The new boy brought me to a café nestled strangely in Chinatown. It's the only place in a 4 block radius that doesn't sell pho. What it does sell is lifestlye. It's aiming for the sweet spot of chic-and-trendy-but-not-trying-too-hard-but-hard-enough-to-justify-charging-$8-for-a-cup-of-coffee-that's-not-even-fair-trade. It’s the kind of coffee house that is proudly, fiercely independent, decorated with dream catchers, a collection of porcelain owls, and mismatched tables and chairs that I wouldn’t be surprised to learn were leftovers from the set of The Wonder Years.
A leopard print chair distinguished our wobbly table from all the others, and once seated we were visited by a gypsy woman with a basket full of pygmy instruments – I got a tiny bell, and Boy got finger cymbals. “It’s not much, but it’s participatory,” the gypsy woman said by way of explanation.
Participatory? Before we could properly digest this thought (or contemplate bolting), the gypsy lady and all the glorious layers of her gauzy skirt climbed up on the stage, slung her antlered guitar around her neck, and hence commenced an intense affair most commonly known as “café rock.”
Yes, her guitar had antlers.
Yes, her sidekick played such various instruments as the organ, the pan flute, and the wind chimes (these in particular meant that we should all join in with our own “participatory” contributions, eye-rolling optional.)
Yes, the gypsy woman closed her translucent eyelids, sighed an ethereal breath, and said “Now I’m going to play some Dolly Parton.”
“I hope it’s Jolene,” whispered Boy, as sarcastically as a whisper can be.
“It’s Jolene” said the gypsy woman, and so it was. And about halfway through the flakiest excuse for Dolly that I’ve ever heard, the coffee grinder behind the bar, beside the bucket marked POTATO that was literally only big enough for the one and thus aptly labelled, made a noise oddly akin to my Katy Perry ringtone. Normally I’d be relieved that it wasn’t my cell phone interrupting Great Art, but at this point I’d been plotting my getaway for nearly an hour, rueing my perch of high visibility, and was more or less numb with Great Art and was intensely craving a Great Escape. Or a brownie, which looked delicious behind its glass dome, but probably tasted of commitment (for at least as long as it takes to eat a brownie, which to you may be a modest ten minutes or so, but when the music devolved from lyrics to odd throat noises and the clanging of cutlery against green glass bottles, every painful second counts.)

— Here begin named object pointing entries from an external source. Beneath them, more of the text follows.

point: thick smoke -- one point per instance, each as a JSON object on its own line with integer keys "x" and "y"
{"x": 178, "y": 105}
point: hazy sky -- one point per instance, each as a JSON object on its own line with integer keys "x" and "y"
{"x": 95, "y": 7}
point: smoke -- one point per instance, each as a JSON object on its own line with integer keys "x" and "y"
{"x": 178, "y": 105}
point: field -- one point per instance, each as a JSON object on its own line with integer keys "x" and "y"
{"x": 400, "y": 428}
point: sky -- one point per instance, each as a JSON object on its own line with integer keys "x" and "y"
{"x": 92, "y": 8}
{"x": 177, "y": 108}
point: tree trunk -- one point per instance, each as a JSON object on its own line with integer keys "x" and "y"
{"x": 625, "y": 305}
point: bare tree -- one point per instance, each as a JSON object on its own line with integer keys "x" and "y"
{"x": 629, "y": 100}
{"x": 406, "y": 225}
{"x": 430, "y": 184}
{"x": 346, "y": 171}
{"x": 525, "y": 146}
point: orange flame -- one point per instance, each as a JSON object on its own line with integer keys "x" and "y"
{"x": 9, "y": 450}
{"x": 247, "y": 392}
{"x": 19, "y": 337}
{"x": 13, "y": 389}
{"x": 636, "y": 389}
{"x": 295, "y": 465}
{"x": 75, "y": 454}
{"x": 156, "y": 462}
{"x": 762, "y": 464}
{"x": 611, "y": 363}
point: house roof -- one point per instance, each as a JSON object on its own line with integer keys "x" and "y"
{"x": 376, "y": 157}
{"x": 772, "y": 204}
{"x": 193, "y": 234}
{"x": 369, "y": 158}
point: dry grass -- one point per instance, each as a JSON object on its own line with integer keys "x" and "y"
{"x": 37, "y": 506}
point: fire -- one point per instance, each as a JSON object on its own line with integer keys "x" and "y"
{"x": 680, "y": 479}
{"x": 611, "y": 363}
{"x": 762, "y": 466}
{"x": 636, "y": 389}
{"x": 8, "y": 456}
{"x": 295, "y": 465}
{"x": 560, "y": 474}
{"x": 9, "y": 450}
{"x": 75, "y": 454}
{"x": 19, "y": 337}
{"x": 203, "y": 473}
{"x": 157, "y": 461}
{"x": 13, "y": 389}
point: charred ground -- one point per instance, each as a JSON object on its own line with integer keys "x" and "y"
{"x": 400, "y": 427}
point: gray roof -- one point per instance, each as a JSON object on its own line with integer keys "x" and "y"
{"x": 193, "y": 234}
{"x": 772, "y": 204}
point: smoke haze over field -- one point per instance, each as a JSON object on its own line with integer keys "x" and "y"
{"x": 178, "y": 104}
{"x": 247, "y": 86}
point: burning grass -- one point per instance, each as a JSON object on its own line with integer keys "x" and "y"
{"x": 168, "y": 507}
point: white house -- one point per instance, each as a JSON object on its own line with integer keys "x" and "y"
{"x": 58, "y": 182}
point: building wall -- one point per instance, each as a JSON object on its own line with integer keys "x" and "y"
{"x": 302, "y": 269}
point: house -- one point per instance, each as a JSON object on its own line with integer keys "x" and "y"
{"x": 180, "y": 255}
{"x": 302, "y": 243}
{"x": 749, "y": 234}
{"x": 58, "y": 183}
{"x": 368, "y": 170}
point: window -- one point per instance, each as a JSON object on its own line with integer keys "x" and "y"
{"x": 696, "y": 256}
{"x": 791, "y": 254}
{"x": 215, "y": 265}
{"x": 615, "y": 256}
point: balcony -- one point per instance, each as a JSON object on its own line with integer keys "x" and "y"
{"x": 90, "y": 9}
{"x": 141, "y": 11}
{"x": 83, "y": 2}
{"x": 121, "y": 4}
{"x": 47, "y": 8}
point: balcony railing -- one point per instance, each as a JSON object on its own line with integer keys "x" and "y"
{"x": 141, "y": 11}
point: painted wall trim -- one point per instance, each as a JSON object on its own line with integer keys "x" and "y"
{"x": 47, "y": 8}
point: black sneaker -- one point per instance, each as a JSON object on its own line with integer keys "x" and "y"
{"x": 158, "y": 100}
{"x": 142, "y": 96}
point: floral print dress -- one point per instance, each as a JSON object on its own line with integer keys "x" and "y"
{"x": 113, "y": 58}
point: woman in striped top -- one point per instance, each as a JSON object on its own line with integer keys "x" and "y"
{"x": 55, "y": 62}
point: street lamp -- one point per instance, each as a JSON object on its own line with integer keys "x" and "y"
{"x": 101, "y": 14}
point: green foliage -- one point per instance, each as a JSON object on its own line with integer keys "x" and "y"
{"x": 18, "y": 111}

Mercifully, we capitalized on gypsy woman turning her back on the audience because “lyrics are hard to remember when you’re emotional” and we fled the scene, preferring to roam the frigid February night air than to rock out over herbal tea for one more minute than we’d already had.
My mother used to tell us If you don't have anything nice to say, don't say anything at all.
But my mother never said nothin about blog posts.